Dialogue Journal by Jana Staton
According to Griffin (2012) these are written messages from student to teacher and back for an extended period of time.  There is one book used and it is passed back and forth to two writers who each contribute ideas.  Griffin (2012) stated that the topic can vary and is usally centered on what is happening today.  The rules of writing include picking up your book and returning it before the end of the day, writing at least three lines each school day, be genuine and write what you feel, understand, and think, and there shuld be an older partner to help the child elaborate and model (which is oftentimes the teacher).  By creating a dialogue back and forth the teacher supports the student's emerging reading and writing abilities.  This creates an a place where socio-emotional development occurs as well as class management and writing progress according to Griffin (2012). 

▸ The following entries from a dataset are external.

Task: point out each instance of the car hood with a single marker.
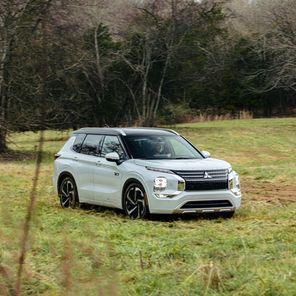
(185, 164)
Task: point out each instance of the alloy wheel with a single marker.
(135, 202)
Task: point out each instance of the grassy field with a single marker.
(101, 252)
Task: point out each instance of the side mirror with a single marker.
(206, 154)
(112, 156)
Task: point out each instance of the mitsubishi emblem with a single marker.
(207, 176)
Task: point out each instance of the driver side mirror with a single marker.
(206, 154)
(113, 157)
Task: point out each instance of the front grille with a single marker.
(204, 180)
(207, 204)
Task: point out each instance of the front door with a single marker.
(107, 175)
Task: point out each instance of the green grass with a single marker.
(101, 252)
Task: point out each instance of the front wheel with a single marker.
(135, 203)
(68, 193)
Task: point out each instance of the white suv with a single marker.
(142, 171)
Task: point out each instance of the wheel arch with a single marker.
(126, 184)
(62, 176)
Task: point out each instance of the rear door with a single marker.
(86, 161)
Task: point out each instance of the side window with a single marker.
(78, 142)
(112, 144)
(91, 145)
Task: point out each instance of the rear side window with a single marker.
(91, 145)
(78, 142)
(112, 144)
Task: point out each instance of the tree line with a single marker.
(71, 63)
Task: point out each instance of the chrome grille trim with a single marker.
(196, 181)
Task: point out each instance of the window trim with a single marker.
(81, 142)
(99, 147)
(120, 142)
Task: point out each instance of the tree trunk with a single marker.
(3, 97)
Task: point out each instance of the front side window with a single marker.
(161, 147)
(91, 145)
(112, 144)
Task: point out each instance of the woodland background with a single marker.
(71, 63)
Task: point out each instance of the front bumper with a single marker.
(209, 202)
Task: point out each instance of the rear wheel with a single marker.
(226, 215)
(68, 193)
(135, 203)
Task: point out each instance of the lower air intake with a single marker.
(207, 204)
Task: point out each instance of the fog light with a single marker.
(230, 184)
(160, 184)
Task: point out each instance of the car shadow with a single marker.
(94, 209)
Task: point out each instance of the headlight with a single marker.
(159, 170)
(160, 184)
(181, 185)
(233, 183)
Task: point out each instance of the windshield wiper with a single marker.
(182, 157)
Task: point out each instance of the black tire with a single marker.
(226, 215)
(68, 193)
(135, 204)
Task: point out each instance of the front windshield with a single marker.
(161, 147)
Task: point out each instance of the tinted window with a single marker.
(161, 147)
(78, 142)
(91, 145)
(112, 144)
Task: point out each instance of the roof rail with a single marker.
(172, 131)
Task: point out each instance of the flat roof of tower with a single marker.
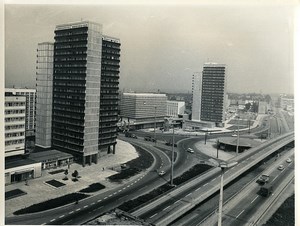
(212, 64)
(77, 24)
(145, 94)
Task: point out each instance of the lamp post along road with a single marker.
(172, 159)
(238, 137)
(155, 124)
(223, 165)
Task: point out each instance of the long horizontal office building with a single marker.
(143, 110)
(30, 95)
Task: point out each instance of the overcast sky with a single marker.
(162, 45)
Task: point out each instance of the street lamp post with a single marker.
(223, 166)
(155, 124)
(172, 159)
(238, 137)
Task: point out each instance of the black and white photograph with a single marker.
(153, 113)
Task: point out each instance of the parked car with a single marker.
(148, 138)
(280, 167)
(190, 150)
(161, 173)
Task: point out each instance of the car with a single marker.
(280, 167)
(161, 173)
(190, 150)
(263, 179)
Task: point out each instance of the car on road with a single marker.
(266, 190)
(161, 173)
(280, 167)
(190, 150)
(148, 138)
(263, 179)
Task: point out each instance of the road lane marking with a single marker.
(254, 199)
(240, 213)
(153, 215)
(166, 208)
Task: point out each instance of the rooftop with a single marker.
(18, 161)
(49, 154)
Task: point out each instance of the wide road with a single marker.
(198, 215)
(168, 207)
(245, 205)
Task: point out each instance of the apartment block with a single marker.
(14, 113)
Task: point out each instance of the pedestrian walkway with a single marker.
(38, 191)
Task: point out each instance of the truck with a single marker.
(263, 179)
(266, 190)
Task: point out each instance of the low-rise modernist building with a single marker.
(143, 110)
(30, 95)
(175, 108)
(52, 158)
(17, 170)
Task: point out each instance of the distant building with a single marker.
(14, 113)
(44, 94)
(17, 167)
(196, 91)
(209, 99)
(175, 108)
(30, 95)
(143, 110)
(262, 107)
(287, 103)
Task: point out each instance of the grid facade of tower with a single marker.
(213, 93)
(76, 89)
(109, 93)
(30, 95)
(44, 94)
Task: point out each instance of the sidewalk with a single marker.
(38, 191)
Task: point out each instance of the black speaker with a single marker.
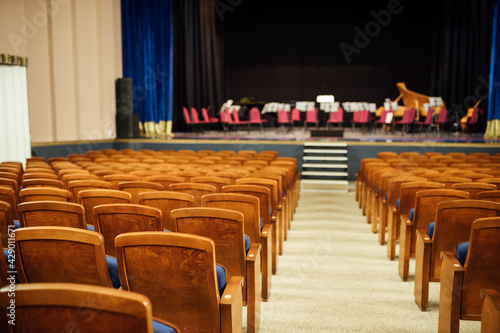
(331, 133)
(124, 125)
(124, 108)
(124, 96)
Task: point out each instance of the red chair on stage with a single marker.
(362, 117)
(441, 118)
(187, 118)
(428, 120)
(408, 119)
(295, 116)
(336, 117)
(206, 117)
(283, 118)
(311, 118)
(256, 119)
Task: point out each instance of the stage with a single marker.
(357, 143)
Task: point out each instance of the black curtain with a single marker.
(197, 59)
(461, 54)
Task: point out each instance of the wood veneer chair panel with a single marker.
(44, 307)
(188, 280)
(95, 197)
(112, 220)
(51, 213)
(452, 226)
(461, 285)
(166, 201)
(61, 254)
(136, 187)
(44, 194)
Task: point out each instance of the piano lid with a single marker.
(410, 98)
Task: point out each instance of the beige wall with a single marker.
(74, 55)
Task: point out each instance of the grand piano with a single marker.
(410, 99)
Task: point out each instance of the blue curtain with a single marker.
(147, 38)
(493, 128)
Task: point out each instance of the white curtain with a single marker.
(15, 140)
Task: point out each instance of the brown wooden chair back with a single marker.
(187, 280)
(6, 222)
(51, 213)
(197, 190)
(449, 180)
(261, 192)
(95, 197)
(137, 187)
(166, 201)
(489, 195)
(112, 220)
(51, 307)
(75, 186)
(494, 180)
(225, 227)
(29, 174)
(453, 222)
(473, 188)
(115, 179)
(247, 205)
(165, 180)
(232, 176)
(44, 194)
(460, 295)
(42, 182)
(8, 194)
(218, 182)
(61, 254)
(187, 175)
(77, 176)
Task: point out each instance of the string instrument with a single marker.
(410, 99)
(465, 119)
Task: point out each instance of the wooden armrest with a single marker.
(254, 288)
(253, 252)
(423, 236)
(452, 261)
(493, 295)
(231, 306)
(267, 230)
(164, 322)
(406, 220)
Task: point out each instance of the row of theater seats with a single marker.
(444, 210)
(197, 233)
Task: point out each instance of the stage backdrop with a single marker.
(493, 129)
(147, 34)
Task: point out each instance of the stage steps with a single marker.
(324, 167)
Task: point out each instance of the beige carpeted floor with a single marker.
(333, 276)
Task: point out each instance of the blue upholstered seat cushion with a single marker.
(162, 328)
(221, 278)
(430, 229)
(247, 244)
(10, 265)
(411, 214)
(461, 252)
(113, 271)
(115, 278)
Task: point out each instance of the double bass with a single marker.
(470, 119)
(411, 99)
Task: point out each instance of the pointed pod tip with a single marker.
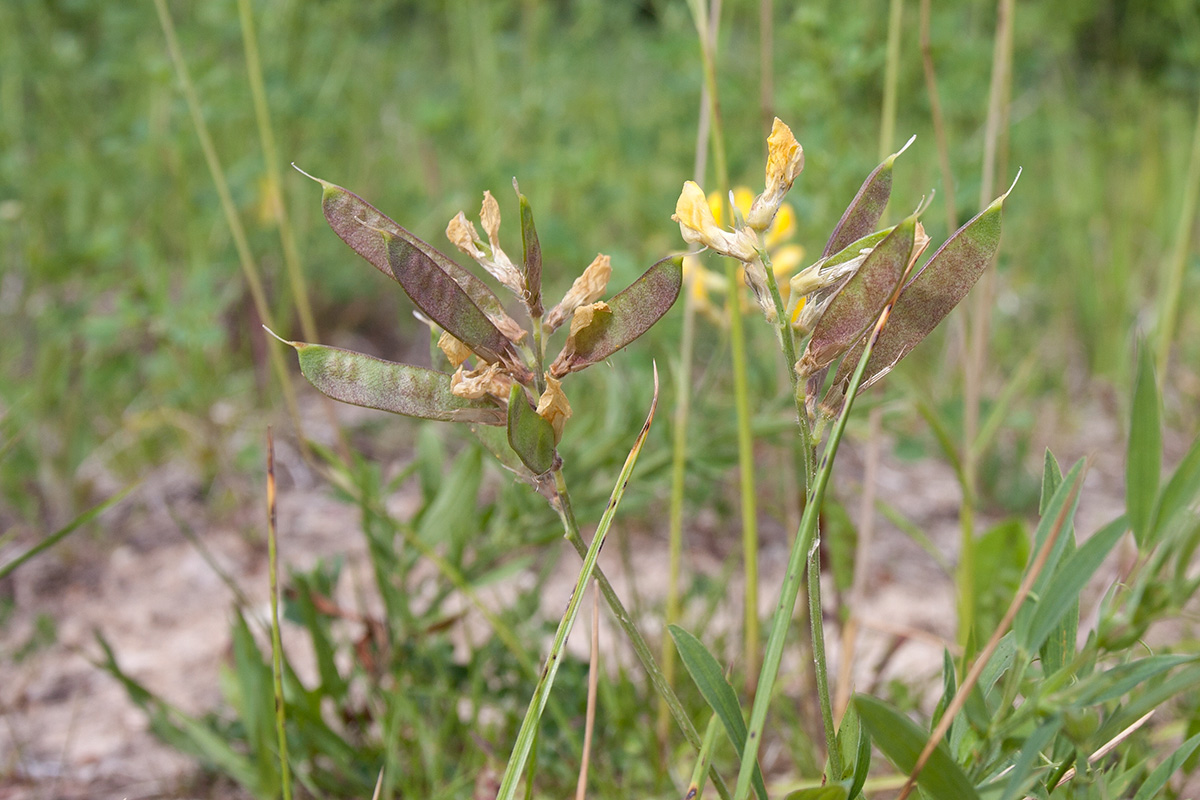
(1000, 200)
(291, 344)
(900, 151)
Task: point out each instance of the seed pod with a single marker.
(864, 211)
(357, 222)
(856, 307)
(633, 312)
(364, 380)
(928, 298)
(532, 257)
(444, 301)
(531, 437)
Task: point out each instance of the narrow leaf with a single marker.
(833, 792)
(867, 208)
(856, 307)
(529, 435)
(1144, 461)
(1019, 777)
(634, 311)
(359, 223)
(1181, 492)
(717, 691)
(1062, 595)
(1051, 479)
(901, 740)
(1163, 773)
(1068, 491)
(532, 257)
(928, 298)
(365, 380)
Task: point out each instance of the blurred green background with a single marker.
(129, 335)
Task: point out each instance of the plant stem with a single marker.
(804, 547)
(641, 649)
(273, 565)
(245, 258)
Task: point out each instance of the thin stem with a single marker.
(678, 471)
(641, 649)
(273, 565)
(245, 258)
(1175, 265)
(804, 545)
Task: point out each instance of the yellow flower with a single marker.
(785, 160)
(785, 257)
(699, 227)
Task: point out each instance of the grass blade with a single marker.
(717, 691)
(901, 740)
(1144, 459)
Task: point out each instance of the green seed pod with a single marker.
(358, 223)
(532, 257)
(928, 298)
(364, 380)
(531, 437)
(867, 208)
(856, 307)
(444, 301)
(633, 312)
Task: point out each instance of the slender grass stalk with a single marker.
(707, 25)
(979, 320)
(939, 118)
(581, 788)
(277, 204)
(805, 547)
(867, 507)
(528, 731)
(981, 661)
(678, 473)
(273, 565)
(891, 74)
(641, 649)
(245, 258)
(700, 773)
(1169, 300)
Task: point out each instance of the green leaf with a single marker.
(901, 740)
(532, 256)
(852, 738)
(1051, 479)
(1180, 493)
(1163, 773)
(864, 211)
(1144, 459)
(1056, 509)
(1062, 595)
(858, 304)
(444, 301)
(706, 672)
(531, 435)
(634, 311)
(358, 223)
(928, 298)
(1019, 776)
(833, 792)
(364, 380)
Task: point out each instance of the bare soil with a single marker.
(70, 731)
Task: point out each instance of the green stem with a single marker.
(273, 565)
(641, 649)
(678, 471)
(804, 549)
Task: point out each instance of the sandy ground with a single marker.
(69, 729)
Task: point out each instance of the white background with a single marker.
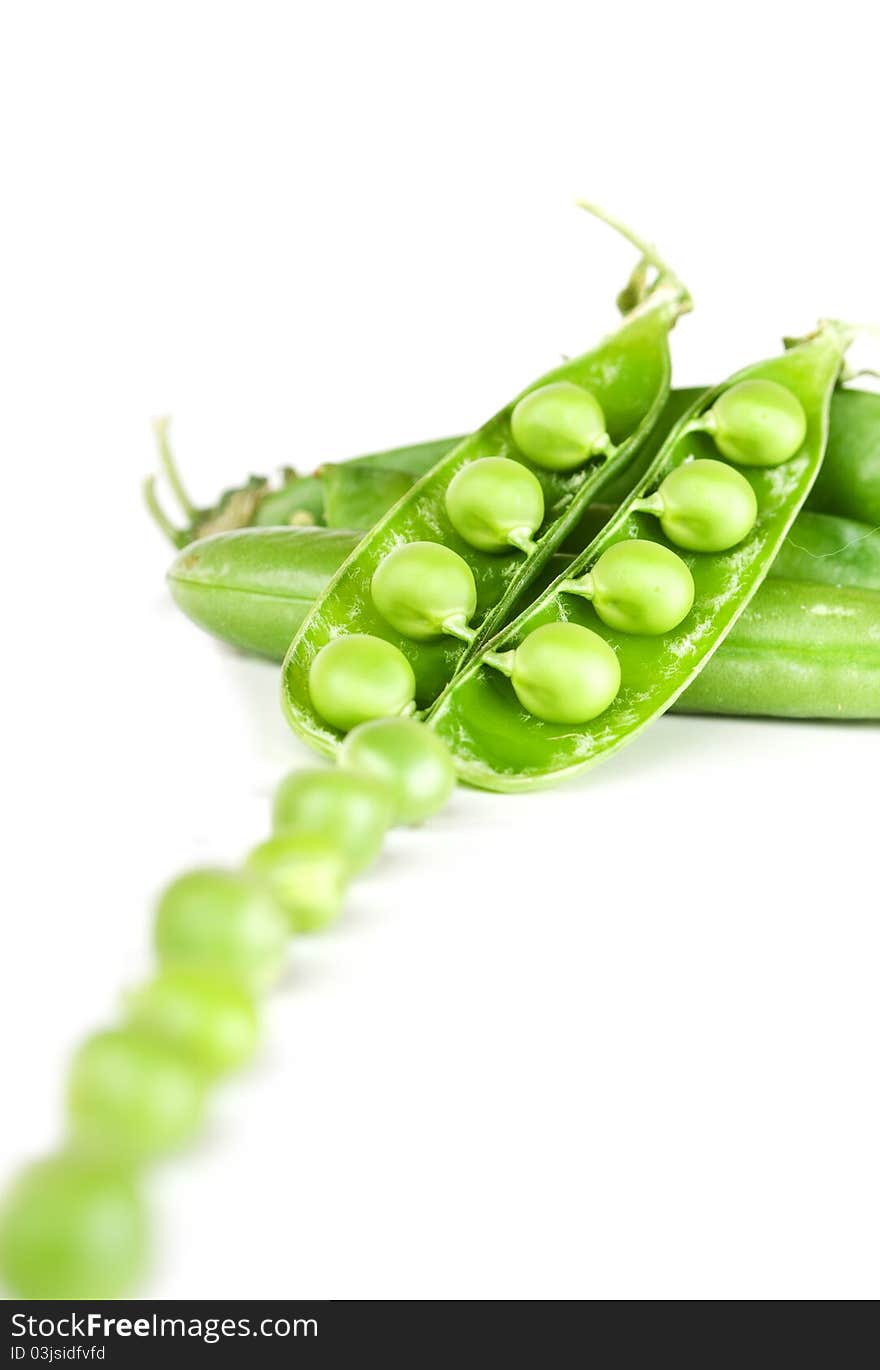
(618, 1039)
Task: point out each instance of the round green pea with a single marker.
(640, 587)
(209, 1018)
(409, 758)
(71, 1229)
(422, 587)
(357, 677)
(306, 876)
(564, 673)
(559, 426)
(757, 424)
(350, 811)
(495, 504)
(706, 506)
(132, 1095)
(221, 921)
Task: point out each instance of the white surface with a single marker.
(613, 1040)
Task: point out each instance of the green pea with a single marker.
(350, 811)
(559, 426)
(703, 506)
(218, 919)
(209, 1018)
(424, 591)
(755, 424)
(638, 587)
(306, 876)
(357, 677)
(409, 758)
(495, 504)
(133, 1095)
(71, 1229)
(564, 673)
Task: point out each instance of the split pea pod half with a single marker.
(440, 571)
(717, 503)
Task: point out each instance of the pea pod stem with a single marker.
(457, 626)
(638, 291)
(581, 585)
(502, 662)
(174, 534)
(521, 539)
(651, 503)
(169, 466)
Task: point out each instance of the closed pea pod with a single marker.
(71, 1228)
(306, 876)
(627, 380)
(133, 1095)
(288, 569)
(221, 921)
(207, 1017)
(352, 813)
(498, 744)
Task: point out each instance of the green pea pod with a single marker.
(819, 547)
(850, 484)
(358, 496)
(252, 588)
(496, 739)
(799, 651)
(625, 382)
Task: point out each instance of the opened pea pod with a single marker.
(442, 570)
(613, 643)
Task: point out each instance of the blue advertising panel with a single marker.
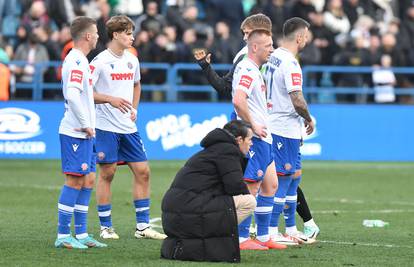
(174, 130)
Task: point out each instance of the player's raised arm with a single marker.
(221, 84)
(301, 108)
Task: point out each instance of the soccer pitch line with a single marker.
(32, 186)
(364, 244)
(359, 201)
(385, 211)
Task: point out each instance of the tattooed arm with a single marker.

Scaffolding Writing by Bodrova and Leong
In this method a child creates a message, draws it and tries to write it.  According to Bodrova and Leong at first this may just be making lines to represent words in the message of even asking the teacher to make the lines.  Later the child will write some letters or symbols on the lines and move to conventional writing.  Accorind to Bodrova and Leong the message is repeated while the child works and the message is read back at the end of the day.  According to Griffin (2012) this can be done in a whole class setting with daily messages, small groups through narratives and expositions, and small groups through artifas within play like menus, recipes, and labels.

Writer's Workshop by Lucy Calkins
According to Griffin (2012):
1. Mini Lesson-on some skill/concept/genre
2. Status of the class-each child tells the group if they are drafting, illustrating, work in progress, editting, revising, or publishing
3. Writing and Conference-teacher and sometimes a peer meets with child to review writing and plan revisions
4. Author's chair-TAG (tell one thing you liked, ask one question, and give one suggestion)

Resources:
Bodrova E. & Leong, D. J. (1998). Scaffolding emergent writing in the zone of proximal development. Language, Literacy and Learning, 3 (2), 1-18.
Griffin, P. (2012). Class 12 Writing: for memory, planning, communication, creative expression. [PowerPoint]. Retreived online.